Okay, driving to Brooks County.
In a place in Texas called Brooks County, one of the deadliest counties in the country for migrants.
Uh, what is today?
Because after making the dangerous trek to the border, and then making it across successfully, it's not over.
The next thing they face is the inhospitable landscape.
The nature here is crazy.
It's just kind of scrubland, untamed.
It's pretty remarkable.
What they're up against now is not only being caught by Border Patrol,
but getting lost in the brush, getting dehydrated, dying of exposure.
Hello?
Are you here?
Yep, we're here. We just pulled up in front of the courthouse.
So we went up to go meet a guy named Eddie Canales.
Ah, okay, I see you.
Okay, I'll just park right where you are.

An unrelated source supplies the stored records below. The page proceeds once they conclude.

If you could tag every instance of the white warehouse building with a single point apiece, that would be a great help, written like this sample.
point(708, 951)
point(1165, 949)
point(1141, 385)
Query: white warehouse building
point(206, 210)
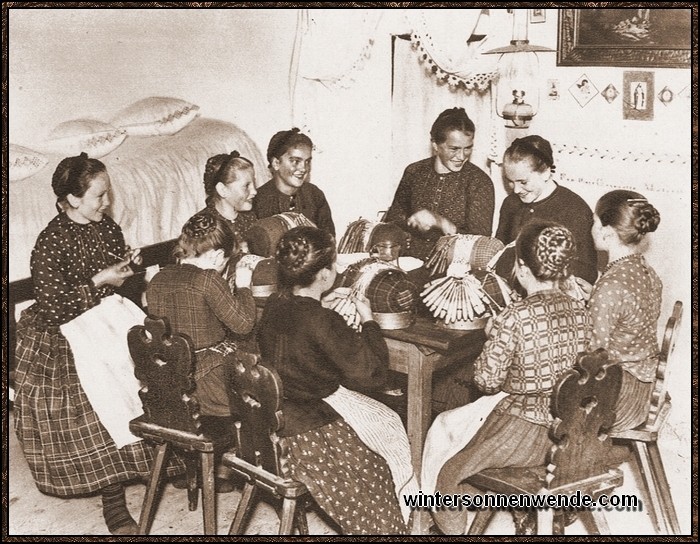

He's basically dedicated the last few years, since 2013,
helping to try and keep migrants from dying, essentially.
And we're basically going to follow him around for the day.
Hey, how are you doing?
Hey, you've got more than one photographer.
She is a radio show I told you about.
Eddie works out of a small brick building across the street
from the courthouse in Brooks County.
You know, I was born in Corpus.
We grew up on the border.
He's 71.
His great-grandparents came over from Mexico,
and he grew up along the border.
I consider myself a fronterizo.
What does that mean?
Border guy?
Uh-huh.
Border rat?
For decades, he was a union guy, organizing immigrants, working as cleaners, builders, and janitors.
He retired a few years ago.
But then the death count in Brooks County spiked.
But then the death count in Brooks County spiked.
From 2004 to the present, there's probably 750 or so just in Brooks County alone.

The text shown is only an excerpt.